Linda26-Apr-02 10:54 PM EST 6   
DAVE27-Apr-02 08:23 PM EST   
Linda28-Apr-02 02:19 AM EST   
Dee28-Apr-02 09:14 PM EST 5a   

Subject: Wood Chips
From: Linda
Zone: 6
Date: 26-Apr-02 10:54 PM EST

I see lots of people using wood chips for mulch. Does anyone know if this attracts either termites or ants to the area. I'm trying to prevent future problems. I don't want to trade a too- dry area for one that is moist,but jam-packed with termites/ants.

Subject: RE: Wood Chips
From: DAVE
Date: 27-Apr-02 08:23 PM EST

There's a difference between mulch and ground cover. Wood chips are very poor mulch. They have little nutrient value and depending on the type of bark used, there is the possiblility of growth retardents within the bark, especially with cedar chips. Wood chips are best used as 'ground cover' for established shrubs/trees(keeps weeds down while being relatively attractive). Chips shouldn't attract termites or ants more than any other ground cover but wood chips are the worst mulch because as they break down they suck all the nitrogen out of the surrounding soil.

Subject: RE: Wood Chips
From: Linda
Date: 28-Apr-02 02:19 AM EST

I use wood chips as mulch/ground cover. It keeps the weeds down and moisure in. Unfortunately if the ground dries out underneath you have to soak the wood chips before the ground gets enough moisture. The speed inwhich they decompose depends on the size of chip. nitrogen will be in short supppy when the chips are breaking down.

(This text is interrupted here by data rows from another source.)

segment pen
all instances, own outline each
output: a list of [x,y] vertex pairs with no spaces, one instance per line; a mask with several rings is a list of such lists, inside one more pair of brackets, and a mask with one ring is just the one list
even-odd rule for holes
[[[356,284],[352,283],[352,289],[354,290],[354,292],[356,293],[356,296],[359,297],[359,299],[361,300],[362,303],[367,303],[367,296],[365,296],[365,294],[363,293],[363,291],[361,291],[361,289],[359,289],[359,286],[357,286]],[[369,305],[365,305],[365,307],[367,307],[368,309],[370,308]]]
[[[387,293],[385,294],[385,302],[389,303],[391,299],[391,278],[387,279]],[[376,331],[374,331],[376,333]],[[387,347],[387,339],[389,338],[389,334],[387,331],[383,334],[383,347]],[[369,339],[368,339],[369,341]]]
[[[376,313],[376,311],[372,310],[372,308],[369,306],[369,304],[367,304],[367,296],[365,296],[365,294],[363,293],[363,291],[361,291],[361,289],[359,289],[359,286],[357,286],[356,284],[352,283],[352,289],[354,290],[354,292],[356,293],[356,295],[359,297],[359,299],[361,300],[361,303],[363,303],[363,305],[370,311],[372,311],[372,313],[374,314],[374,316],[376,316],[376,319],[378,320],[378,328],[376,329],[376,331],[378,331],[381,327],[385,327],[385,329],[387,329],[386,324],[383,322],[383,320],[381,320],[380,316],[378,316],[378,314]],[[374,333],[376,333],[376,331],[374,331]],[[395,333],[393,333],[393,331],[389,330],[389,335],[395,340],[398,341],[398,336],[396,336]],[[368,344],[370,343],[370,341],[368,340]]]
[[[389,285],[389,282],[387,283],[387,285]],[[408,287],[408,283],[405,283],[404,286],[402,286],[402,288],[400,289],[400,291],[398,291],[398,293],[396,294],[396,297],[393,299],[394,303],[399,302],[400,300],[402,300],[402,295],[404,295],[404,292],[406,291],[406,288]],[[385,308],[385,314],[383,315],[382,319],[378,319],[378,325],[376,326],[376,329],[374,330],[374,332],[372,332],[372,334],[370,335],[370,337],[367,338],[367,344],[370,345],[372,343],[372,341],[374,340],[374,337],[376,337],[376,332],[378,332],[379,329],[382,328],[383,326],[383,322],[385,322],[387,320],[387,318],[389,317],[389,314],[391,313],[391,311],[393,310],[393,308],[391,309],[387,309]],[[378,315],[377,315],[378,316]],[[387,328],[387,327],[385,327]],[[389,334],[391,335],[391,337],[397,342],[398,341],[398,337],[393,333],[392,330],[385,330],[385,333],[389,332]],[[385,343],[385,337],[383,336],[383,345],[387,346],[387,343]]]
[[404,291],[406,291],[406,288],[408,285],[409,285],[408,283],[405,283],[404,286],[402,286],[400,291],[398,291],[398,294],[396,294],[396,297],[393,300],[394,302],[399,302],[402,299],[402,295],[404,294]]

If possible avoid using Pine as they will sterilize the soil - for a few years.

Subject: RE: Wood Chips
From: Dee ( )
Zone: 5a
Date: 28-Apr-02 09:14 PM EST

Avoid wood chips at all cost - especially the "Woodland" stuff. It works fine if used as a walkway or pathway cover, but not in your flower beds. I learned that mistake last year, and have had to scrape it all off, and try to amend the soil. My first hint was that after watering a flower bed for over an hour, the soil was still bone dry under the wood chips. It is not good for the plants either.